We all know that poetry is important. We learn about language from nursery rhymes and lullabies. We discover the power of poetry through schoolyard chants. In many ways our views of the society we live in are formed by the poems (and songs) used to describe that society. Dana Goia wrote that real poetry can be found among the cowboys and urban rappers. But rap means nothing to a high plains cowboy — they live in a different environment, have different sets of values — as shown by their different body of poetry.
Poetry can help build empires. But it can also build personal relationships. Giving someone you love — or would like to love — a poem is a great gift. If the poem is written specially for that person then the gift is greater still, as if the author is saying: here’s a piece of me I want you to have. And if that other person rejects those few scribbles on a bit of paper, it can leave the writer distraught.
Poetry isn’t just important: it’s powerful, too.
Can poetry die?
If you’ve spent any time investigating the online poetry communities, you’ll be aware that there’s an awful lot of poetry about. You’ll also notice that an awful lot of that poetry seems to be the same few poems — the “I love you” poem, the “I hate you” poem, the “dead cat” poem (there are others, but I’m trying to stick to the rhetorical rule of three) written over and over again, with little in the way of variation. And yet each version of the poem is unique to the person who wrote it and any attempt to criticise it will make that person want to rip your eyes out.
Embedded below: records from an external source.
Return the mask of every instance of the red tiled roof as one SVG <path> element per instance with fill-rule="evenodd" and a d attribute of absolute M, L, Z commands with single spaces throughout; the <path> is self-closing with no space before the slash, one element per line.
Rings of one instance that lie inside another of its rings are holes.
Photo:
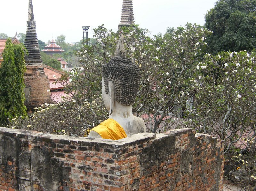
<path fill-rule="evenodd" d="M 54 81 L 57 79 L 61 77 L 62 76 L 61 74 L 56 72 L 45 67 L 44 70 L 44 73 L 48 76 L 48 77 L 49 78 L 49 80 L 50 81 Z"/>
<path fill-rule="evenodd" d="M 47 46 L 44 47 L 45 48 L 62 48 L 62 47 L 59 46 L 56 43 L 50 43 Z"/>
<path fill-rule="evenodd" d="M 57 82 L 56 84 L 55 83 L 52 81 L 50 81 L 50 89 L 51 90 L 56 90 L 57 89 L 62 89 L 64 86 L 60 82 Z"/>
<path fill-rule="evenodd" d="M 52 39 L 50 41 L 49 44 L 44 47 L 45 49 L 42 50 L 44 52 L 65 52 L 65 51 L 61 49 L 62 47 L 56 43 L 55 40 Z"/>
<path fill-rule="evenodd" d="M 5 43 L 7 40 L 7 39 L 0 39 L 0 56 L 2 54 L 2 52 L 5 48 Z"/>
<path fill-rule="evenodd" d="M 51 97 L 57 102 L 60 102 L 63 100 L 61 97 L 68 96 L 71 97 L 72 97 L 72 94 L 69 93 L 68 95 L 67 95 L 64 92 L 64 91 L 58 91 L 51 92 Z"/>
<path fill-rule="evenodd" d="M 63 72 L 45 64 L 43 64 L 44 73 L 48 76 L 49 81 L 54 81 L 61 77 L 65 74 Z"/>
<path fill-rule="evenodd" d="M 44 49 L 42 51 L 44 51 L 44 52 L 65 52 L 65 50 L 62 49 Z"/>
<path fill-rule="evenodd" d="M 50 43 L 56 43 L 56 42 L 53 39 L 52 39 L 52 40 L 50 41 Z"/>

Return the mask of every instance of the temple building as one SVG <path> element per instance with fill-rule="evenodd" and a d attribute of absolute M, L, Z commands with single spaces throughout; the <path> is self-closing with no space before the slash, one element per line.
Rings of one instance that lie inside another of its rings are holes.
<path fill-rule="evenodd" d="M 69 68 L 68 64 L 62 58 L 58 58 L 57 59 L 58 61 L 60 62 L 61 68 L 62 70 L 65 70 L 66 68 Z"/>
<path fill-rule="evenodd" d="M 16 34 L 15 36 L 12 39 L 12 44 L 17 44 L 20 43 L 20 41 L 19 41 L 19 40 L 17 38 L 17 33 L 16 33 Z M 0 39 L 0 64 L 3 61 L 2 54 L 3 54 L 3 51 L 4 51 L 4 50 L 5 48 L 5 43 L 7 39 Z"/>
<path fill-rule="evenodd" d="M 118 25 L 118 29 L 122 26 L 129 26 L 134 23 L 132 0 L 123 0 L 121 21 Z"/>
<path fill-rule="evenodd" d="M 47 54 L 53 55 L 55 54 L 61 54 L 62 52 L 65 52 L 64 50 L 61 49 L 62 47 L 59 46 L 56 43 L 53 39 L 50 42 L 50 44 L 44 47 L 44 49 L 42 51 L 45 52 Z"/>
<path fill-rule="evenodd" d="M 29 0 L 28 17 L 24 44 L 28 51 L 25 56 L 27 71 L 24 74 L 25 105 L 29 114 L 34 108 L 51 103 L 49 79 L 44 71 L 40 54 L 32 0 Z"/>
On a much larger scale, nation states each have a body of poetry which appears to be beyond reproach. For instance in my Nation State (Anglo-Saxon England) the works of Shakespeare are sacrosanct, the rites of passage are marked by recitations from the Book of Common Prayer and every November schoolchildren across the land get to stand outside to listen to a poem by Rupert Brooke — “If I should die, think only this of me: / That there’s some corner of a foreign field / That is for ever England ...”.
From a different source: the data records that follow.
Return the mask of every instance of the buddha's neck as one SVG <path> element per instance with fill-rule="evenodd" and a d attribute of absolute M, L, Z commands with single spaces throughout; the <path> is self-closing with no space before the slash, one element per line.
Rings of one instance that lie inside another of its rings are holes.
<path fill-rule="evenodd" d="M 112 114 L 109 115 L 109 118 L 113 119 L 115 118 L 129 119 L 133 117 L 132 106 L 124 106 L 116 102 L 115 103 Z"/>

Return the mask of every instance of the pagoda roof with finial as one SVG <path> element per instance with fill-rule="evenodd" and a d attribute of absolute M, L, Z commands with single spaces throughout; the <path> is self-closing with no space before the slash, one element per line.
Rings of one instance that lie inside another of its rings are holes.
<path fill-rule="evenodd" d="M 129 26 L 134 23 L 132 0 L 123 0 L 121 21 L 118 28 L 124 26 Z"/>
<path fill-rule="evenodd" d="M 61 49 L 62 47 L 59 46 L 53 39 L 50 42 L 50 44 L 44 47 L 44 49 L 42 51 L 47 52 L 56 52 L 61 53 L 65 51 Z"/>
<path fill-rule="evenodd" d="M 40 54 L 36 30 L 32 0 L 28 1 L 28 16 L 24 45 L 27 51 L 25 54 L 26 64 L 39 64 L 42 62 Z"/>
The latter set of poems — the national canon, if you like — inform how the former set of poems are shaped. And the former set of poems are almost invariably a poor imitation of the latter, often (but not always) because the writers of those poems have little experience of writing poetry.
So how does a poem enter a nation’s (or a group’s) canon? How do standards get set? Why are some poems considered better than others?
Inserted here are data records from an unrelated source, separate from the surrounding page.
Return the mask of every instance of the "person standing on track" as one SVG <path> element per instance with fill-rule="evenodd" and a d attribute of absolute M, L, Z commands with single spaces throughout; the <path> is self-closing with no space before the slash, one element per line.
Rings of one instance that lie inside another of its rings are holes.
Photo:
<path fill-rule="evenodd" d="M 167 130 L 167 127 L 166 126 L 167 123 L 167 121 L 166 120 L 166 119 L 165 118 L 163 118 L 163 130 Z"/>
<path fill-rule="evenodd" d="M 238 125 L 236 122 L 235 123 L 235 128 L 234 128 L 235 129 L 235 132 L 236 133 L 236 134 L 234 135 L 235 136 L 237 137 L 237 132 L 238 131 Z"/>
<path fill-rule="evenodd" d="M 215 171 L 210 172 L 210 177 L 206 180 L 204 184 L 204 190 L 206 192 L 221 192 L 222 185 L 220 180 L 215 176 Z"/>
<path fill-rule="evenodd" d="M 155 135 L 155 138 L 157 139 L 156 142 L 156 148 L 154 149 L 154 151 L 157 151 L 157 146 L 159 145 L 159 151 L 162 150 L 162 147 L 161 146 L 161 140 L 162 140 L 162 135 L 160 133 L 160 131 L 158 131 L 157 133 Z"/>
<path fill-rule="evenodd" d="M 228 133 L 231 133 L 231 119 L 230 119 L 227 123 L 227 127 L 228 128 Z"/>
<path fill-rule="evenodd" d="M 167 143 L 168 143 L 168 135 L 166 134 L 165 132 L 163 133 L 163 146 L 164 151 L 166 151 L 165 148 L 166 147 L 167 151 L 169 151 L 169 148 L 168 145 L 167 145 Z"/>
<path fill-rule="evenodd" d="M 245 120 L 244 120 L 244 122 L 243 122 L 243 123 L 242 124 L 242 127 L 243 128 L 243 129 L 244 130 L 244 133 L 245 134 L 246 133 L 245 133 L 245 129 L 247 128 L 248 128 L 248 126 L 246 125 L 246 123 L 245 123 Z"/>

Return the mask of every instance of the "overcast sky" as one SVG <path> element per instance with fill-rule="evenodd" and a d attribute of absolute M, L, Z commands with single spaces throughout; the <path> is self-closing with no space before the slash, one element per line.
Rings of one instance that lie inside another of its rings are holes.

It’s at this point that we come back to my first metaphor. There are many people who have offered many different answers to these questions — choose your preferred brand and queue at the checkout to pay.
What most of these answers lack, in my view, is the big, biological and socialogical perspective. Poetry is not an object, a thing, a dying artform. My argument is that poetry is an integral part of language — all languages. Poetry has evolved alongside the wider language as a method of connecting people on an individual level and at the same time identifying individuals as part of a group or tribe.
Poetry is part of our genetic heritage — it will only die when Homo sapiens — the monkeys who learned to sing — dies. Or evolves into something new, of course.